The CoA said it would wrap its job of helping the BCCI and state associations implement the Lodha Committee recommendations by October.

New Delhi: Vinod Rai, the head of the BCCI Committee of Administrators (CoA), has hoped that the BCCI and the state associations will implement the Lodha Committee recommendations by October, adding that he does not see a long-term place for the Supreme Court-appointed committee in the nation's cricket governing body.

The CoA is “optimistic” that it would wrap its job of helping the BCCI and state associations implement the Lodha Committee recommendations by October.

"It is still a long haul, but that ends in October," Rai told ESPNcricinfo, after the committee completed 100 days in the job.

"I am very realistic, because I don't see a place for the CoA in the BCCI in the long term," he added.

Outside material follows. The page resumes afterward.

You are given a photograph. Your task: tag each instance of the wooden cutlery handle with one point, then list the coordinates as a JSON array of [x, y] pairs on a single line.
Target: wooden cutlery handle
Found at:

Rai further said the CoA wants to provide a structure to the BCCI, which it lacks at present.

"We want to provide a structure to the BCCI. It does not have one right now. It is run by individual styles. It is personality-oriented. We will put a structure in place and ensure that there are systems that will make this structure work," he said.

The Supreme Court earlier on January 2 removed Anurag Thakur and Ajay Shirke from their respective posts of BCCI president and board secretary for their failure to bring transparency and accountability to the Indian cricket board and their non-compliance of the court's July 18, 2016 order.

On January 30, the apex court had appointed a new four-member BCCI panel of administrators led by Vinod Rai, along with noted historian Ramachandra Guha, managing director of IDFC Limited Vikram Limaye and former captain of the women's cricket team Diana Edulji as other administrators.

It was said that they will function as the new interim bosses of the BCCI and run the day-to-day administration of BCCI till the Justice (retd.) RM Lodha-led recommendations are fully implemented and elections are held.

More recently, the Supreme Court-appointed CoA had to step in to resolve the uncertainty around India's participation in the Champions Trophy, after the board missed the April 25 deadline to submit its squad.

In the wake of the ICC proposing a new financial model which reduces the BCCI's revenues from USD 570 million to USD 293 million, the latter had deliberately missed the April 25 deadline for submission of the squad and that there were speculations that they might pull out of the tournament.

Last Friday, the CoA, in a strongly worded statement, ordered the BCCI to refrain from taking any decision that might harm the interests of Indian cricket.

"It (May 6) was the first time I was meeting the state associations. So that was my opening gambit, to say to them, 'Look, we need to be in conversation with each other.' They are all positively oriented, thinking people. The only thing is their thinking and their perspective was exceedingly narrow," Rai said.

"They just did not know that there was an ICC governance model and a finance model. And the finance model, as far as we are concerned, is crumbs."

"I told them if the BCCI members had decided to withdraw from the ICC on the basis of the differences on the governance model, the CoA will back them. But not on the finance model. You cannot put Indian cricket at risk," he added.

With the new revenue model getting the nod, BCCI will now have to do with what they have in the eight-year cycle. The England and Wales Cricket Board received 143 million dollars while Zimbabwe Cricket received 94 million dollars.

The remaining seven Full Members will receive 132 million dollars each. The Associate Members will receive a funding of 280 million dollars. This model was passed by a vote of 13 to 1.